DHIREN MANSINGH: Correct, Simon. You mention China. China’s stimulus into the economy has been unprecedented. It has social financing, which is its sign of credit extension, which is 100% higher year on year – which just shows you the extent of stimulus in that economy. That goes into the hands of the consumers, which then drives demand, drives growth, drives demand for commodity prices as well. At some stage that will be reversed.
But the central banks, even in the US, have been very cautious in not spooking the markets and suggesting that they will not be pre-emptive in hiking interest rates. So we saw a mini-wobble on June 15, a couple of weeks ago, when the Fed announced that it would be putting forward interest-rate hikes by one year – from 2024 to 2023.
We saw that the rand, as well as other emerging market currencies, depreciated – we were close to R13.40/dollar – to R14.40/dollar. It has come back a bit again. Since then the Fed has calmed the market, suggesting that it will not be pre-emptive and will hike interest rates only when it sees sustained inflationary pressures.
But that certainly is a risk in the system, both in China and in the US, as well as in the UK and in Europe. Europe is experiencing business activity increases, the highest experienced in the last 15 years, which shows you the robustness of their economy as well.
SIMON BROWN: Investors are sitting with this. Certainly, markets are doing great. They’re at their highs. But there are risks at the end – and truthfully there are always risks. They are perhaps this time a bit heightened because of where we are post-pandemic. How does an investor position? Do we take some off the table? Do we perhaps look for structured products with downside protection?
DHIREN MANSINGH: It’s not all negative news. Here I go back to the global financial crisis in 2006/7 when Ben Bernanke, the then chair of the Fed did his ‘taper tantrum’. That’s where the term came from in 2013, where he really spooked the market and aggressively pulled liquidity from the system, and hiked interest rates. We saw how that affected asset prices, bonds, equities, and emerging market currencies quite negatively. I think central banks around the world have learned from that and are very cautious about doing the same.
As such, I think they want to ease both of those levers back quite slowly, and therefore the one positive is that we may not see quite the shock we did back in 2013. That should be quite comforting for investors. However, there is still a concern of interest-rate hiking, but at least not in a very aggressive way. So there are some positive signs for investors as well.
The other positive sign is that this demand for commodities may last longer than we think. We may be in a supercycle, and supercycles are where the demand for commodities lasts 10 years and longer and we see increases in prices.
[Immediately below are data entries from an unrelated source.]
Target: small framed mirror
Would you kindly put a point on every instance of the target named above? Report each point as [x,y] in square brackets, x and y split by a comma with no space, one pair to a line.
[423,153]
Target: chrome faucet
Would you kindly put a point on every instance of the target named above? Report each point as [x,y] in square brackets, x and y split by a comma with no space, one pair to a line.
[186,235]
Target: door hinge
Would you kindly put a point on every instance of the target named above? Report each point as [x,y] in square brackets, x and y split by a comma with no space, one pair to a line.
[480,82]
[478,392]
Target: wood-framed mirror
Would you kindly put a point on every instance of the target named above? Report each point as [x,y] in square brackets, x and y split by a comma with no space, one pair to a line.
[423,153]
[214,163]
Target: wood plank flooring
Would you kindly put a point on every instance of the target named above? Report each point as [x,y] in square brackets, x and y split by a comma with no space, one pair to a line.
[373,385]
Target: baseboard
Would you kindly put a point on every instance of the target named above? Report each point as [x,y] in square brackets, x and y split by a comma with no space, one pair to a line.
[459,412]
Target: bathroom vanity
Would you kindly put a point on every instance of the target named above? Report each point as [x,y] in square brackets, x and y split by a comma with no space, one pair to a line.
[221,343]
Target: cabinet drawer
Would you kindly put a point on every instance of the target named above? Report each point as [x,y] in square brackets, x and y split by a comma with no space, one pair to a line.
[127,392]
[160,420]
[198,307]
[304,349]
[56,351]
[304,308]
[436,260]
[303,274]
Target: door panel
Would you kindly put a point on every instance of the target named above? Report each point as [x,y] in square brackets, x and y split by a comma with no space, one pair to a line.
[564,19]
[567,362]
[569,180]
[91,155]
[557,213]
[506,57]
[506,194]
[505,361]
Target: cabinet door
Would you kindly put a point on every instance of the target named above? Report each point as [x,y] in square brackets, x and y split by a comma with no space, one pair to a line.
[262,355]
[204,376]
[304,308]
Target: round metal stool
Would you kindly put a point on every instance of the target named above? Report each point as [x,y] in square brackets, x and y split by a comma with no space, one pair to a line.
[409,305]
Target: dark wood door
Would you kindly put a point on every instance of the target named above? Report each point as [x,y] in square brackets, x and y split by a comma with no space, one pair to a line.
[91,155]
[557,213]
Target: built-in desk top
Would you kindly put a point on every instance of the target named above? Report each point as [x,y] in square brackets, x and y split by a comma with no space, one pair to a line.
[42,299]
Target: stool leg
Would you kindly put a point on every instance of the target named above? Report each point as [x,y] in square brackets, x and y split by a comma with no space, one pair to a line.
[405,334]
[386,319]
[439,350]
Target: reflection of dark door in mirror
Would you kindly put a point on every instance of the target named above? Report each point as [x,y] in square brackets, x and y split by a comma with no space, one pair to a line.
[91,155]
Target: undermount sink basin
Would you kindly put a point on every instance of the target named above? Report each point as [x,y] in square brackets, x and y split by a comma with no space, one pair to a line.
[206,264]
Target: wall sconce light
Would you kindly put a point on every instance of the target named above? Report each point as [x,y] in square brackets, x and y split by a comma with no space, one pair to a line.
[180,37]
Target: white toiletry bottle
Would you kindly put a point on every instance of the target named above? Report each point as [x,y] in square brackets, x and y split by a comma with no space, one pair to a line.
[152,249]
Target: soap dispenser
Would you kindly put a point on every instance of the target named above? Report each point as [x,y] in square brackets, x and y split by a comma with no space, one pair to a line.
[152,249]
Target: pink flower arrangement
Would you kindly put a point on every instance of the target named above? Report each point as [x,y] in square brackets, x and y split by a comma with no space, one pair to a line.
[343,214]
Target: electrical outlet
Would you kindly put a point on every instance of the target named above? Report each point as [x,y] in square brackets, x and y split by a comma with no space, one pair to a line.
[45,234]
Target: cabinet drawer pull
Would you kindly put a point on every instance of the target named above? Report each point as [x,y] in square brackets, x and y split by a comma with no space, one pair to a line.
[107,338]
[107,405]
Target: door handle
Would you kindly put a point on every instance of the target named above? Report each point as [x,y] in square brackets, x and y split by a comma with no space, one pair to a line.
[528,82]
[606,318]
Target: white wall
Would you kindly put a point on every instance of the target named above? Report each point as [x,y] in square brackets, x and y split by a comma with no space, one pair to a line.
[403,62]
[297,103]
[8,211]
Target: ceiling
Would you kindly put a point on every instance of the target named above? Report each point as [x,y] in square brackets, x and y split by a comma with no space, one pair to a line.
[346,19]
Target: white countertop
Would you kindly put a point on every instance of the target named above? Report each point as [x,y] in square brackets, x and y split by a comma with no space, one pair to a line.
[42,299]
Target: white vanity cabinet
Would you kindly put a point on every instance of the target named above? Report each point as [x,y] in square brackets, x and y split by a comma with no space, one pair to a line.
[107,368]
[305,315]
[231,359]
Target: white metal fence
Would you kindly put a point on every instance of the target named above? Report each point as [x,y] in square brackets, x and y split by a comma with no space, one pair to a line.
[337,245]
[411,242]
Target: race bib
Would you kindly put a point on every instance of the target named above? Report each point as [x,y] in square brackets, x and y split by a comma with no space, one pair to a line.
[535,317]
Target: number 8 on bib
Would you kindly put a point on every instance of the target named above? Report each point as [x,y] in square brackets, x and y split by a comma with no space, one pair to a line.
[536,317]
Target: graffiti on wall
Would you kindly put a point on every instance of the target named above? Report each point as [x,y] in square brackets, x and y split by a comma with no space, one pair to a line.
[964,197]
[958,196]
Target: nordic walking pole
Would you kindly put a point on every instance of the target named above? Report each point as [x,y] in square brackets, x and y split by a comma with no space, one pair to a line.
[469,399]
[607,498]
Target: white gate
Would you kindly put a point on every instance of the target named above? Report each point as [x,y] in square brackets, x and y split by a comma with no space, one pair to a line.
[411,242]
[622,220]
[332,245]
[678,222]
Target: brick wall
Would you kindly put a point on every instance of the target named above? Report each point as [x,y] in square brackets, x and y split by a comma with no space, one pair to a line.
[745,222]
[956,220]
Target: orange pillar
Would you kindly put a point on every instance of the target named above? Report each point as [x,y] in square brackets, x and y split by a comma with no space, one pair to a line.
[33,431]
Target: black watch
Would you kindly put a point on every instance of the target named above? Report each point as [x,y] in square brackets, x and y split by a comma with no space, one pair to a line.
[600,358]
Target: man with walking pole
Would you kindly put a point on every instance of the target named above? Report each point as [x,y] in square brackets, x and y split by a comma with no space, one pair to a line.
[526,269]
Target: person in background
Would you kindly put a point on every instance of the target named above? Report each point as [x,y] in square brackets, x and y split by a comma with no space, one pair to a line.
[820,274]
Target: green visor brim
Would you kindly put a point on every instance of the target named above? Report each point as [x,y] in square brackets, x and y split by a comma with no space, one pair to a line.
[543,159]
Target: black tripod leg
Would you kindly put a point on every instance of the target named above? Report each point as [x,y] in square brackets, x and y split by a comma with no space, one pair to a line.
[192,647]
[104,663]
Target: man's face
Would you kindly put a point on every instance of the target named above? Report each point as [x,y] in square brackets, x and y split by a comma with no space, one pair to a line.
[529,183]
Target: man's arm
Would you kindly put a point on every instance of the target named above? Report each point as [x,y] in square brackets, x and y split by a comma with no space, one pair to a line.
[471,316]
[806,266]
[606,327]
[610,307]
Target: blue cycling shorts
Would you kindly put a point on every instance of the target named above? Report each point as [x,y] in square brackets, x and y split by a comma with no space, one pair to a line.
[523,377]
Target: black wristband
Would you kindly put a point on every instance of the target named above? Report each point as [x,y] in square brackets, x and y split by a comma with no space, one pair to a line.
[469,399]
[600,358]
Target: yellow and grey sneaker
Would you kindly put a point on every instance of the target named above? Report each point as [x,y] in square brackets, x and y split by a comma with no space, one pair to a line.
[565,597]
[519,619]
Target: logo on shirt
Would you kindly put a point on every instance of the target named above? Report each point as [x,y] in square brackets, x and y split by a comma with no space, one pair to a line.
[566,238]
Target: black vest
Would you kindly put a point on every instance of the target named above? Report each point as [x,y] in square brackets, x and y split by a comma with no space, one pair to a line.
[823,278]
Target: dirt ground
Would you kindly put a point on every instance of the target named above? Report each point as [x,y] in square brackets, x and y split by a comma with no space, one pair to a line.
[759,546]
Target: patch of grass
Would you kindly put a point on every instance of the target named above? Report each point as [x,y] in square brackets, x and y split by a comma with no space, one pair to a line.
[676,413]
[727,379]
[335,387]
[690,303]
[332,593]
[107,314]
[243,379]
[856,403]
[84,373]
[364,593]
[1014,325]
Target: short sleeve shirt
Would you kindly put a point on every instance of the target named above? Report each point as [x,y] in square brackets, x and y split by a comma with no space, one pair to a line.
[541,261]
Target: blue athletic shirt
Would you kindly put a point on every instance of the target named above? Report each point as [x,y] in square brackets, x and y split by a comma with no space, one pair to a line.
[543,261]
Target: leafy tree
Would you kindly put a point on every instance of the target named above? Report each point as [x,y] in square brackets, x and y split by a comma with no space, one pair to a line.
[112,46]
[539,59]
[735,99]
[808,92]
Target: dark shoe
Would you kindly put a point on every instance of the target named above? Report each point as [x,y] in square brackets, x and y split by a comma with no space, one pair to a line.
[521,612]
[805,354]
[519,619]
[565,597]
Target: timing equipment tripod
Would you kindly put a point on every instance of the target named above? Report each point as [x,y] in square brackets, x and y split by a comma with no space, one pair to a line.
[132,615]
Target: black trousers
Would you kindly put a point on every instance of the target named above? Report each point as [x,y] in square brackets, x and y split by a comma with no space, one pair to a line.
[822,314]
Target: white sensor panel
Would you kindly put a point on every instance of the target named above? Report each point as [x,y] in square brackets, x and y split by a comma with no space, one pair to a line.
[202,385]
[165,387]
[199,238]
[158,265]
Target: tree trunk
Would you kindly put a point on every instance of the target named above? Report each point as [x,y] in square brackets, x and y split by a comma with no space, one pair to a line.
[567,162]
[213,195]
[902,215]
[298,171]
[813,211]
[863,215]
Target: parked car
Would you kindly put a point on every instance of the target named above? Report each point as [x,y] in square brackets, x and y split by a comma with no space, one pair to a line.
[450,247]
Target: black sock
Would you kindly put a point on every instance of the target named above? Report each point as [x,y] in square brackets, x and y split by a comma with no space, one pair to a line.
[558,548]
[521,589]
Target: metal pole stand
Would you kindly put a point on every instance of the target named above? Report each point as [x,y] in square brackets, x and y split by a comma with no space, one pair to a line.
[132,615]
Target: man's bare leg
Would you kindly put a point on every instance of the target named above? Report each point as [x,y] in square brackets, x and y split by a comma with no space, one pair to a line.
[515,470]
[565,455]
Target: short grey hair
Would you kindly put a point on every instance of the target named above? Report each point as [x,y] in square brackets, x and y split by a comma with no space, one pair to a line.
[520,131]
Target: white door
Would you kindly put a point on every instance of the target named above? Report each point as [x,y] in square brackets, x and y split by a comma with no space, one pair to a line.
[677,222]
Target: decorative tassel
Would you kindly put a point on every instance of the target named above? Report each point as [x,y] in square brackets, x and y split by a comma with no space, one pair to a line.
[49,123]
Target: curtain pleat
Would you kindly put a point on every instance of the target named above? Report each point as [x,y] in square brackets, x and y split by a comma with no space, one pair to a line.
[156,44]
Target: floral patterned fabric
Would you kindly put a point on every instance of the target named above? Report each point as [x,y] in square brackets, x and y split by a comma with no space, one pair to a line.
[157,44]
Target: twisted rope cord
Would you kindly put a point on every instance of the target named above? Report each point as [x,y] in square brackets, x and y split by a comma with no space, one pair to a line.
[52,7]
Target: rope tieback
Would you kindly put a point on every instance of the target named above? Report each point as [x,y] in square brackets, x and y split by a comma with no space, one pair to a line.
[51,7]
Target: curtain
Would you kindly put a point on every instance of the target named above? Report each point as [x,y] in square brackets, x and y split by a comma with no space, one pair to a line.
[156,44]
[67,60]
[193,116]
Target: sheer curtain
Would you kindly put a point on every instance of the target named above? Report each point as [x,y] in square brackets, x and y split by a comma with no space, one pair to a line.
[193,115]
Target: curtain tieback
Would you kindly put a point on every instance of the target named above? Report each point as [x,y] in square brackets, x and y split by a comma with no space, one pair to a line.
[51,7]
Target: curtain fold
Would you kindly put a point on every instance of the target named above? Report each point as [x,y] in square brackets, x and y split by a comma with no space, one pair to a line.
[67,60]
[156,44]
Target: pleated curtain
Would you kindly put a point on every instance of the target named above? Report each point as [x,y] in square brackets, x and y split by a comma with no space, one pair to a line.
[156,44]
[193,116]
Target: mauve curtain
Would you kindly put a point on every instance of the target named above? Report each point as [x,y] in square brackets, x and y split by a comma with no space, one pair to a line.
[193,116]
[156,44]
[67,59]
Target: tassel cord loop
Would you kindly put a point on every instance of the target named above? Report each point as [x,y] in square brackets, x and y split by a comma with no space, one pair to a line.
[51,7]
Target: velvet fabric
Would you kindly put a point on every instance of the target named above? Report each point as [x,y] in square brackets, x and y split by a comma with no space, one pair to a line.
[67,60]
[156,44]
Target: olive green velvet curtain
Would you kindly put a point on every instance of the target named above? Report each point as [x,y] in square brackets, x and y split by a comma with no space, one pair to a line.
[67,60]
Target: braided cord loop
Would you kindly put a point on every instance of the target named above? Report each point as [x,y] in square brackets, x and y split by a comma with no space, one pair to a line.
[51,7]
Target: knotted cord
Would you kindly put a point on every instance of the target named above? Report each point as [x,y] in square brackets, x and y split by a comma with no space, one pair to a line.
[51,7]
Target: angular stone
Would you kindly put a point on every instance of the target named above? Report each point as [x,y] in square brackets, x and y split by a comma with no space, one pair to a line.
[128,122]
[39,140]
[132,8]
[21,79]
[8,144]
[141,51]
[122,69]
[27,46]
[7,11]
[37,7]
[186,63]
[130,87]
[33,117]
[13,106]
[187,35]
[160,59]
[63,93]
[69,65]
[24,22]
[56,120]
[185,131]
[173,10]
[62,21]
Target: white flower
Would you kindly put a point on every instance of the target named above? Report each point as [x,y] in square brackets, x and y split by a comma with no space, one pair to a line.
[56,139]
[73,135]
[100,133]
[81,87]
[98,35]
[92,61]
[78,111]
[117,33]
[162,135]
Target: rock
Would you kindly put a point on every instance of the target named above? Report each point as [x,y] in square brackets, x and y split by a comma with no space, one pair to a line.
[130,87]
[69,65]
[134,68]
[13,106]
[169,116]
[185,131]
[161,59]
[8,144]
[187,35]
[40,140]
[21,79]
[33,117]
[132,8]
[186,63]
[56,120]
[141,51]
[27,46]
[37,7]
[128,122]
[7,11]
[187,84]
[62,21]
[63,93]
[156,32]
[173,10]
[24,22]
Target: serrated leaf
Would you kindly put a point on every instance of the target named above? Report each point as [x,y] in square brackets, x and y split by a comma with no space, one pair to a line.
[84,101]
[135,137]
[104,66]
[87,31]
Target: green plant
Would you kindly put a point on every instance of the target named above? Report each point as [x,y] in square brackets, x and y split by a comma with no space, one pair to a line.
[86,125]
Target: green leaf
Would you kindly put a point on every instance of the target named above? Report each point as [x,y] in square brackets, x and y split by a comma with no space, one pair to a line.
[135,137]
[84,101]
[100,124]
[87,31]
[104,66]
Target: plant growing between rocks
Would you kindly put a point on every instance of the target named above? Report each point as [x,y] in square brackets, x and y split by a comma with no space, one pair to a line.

Many of the world’s economies have suggested that they would get to net-zero anywhere in 2040, in 2050. That really signals a move to renewable energy versus current sources of energy, which use more metals, and also a move to electrical vehicles which also use more metals than current vehicles. As such, we should see that translate into a sustained demand for commodities, which then provides support for those prices and support for commodity currencies and countries as well.
SIMON BROWN: Okay. In essence, central banks the world over are the ones we need to watch in how they manage this process. We’ll leave it there. Dhiren Mansingh, head of treasury, sales, and structuring at Investec, I appreciate the early morning time.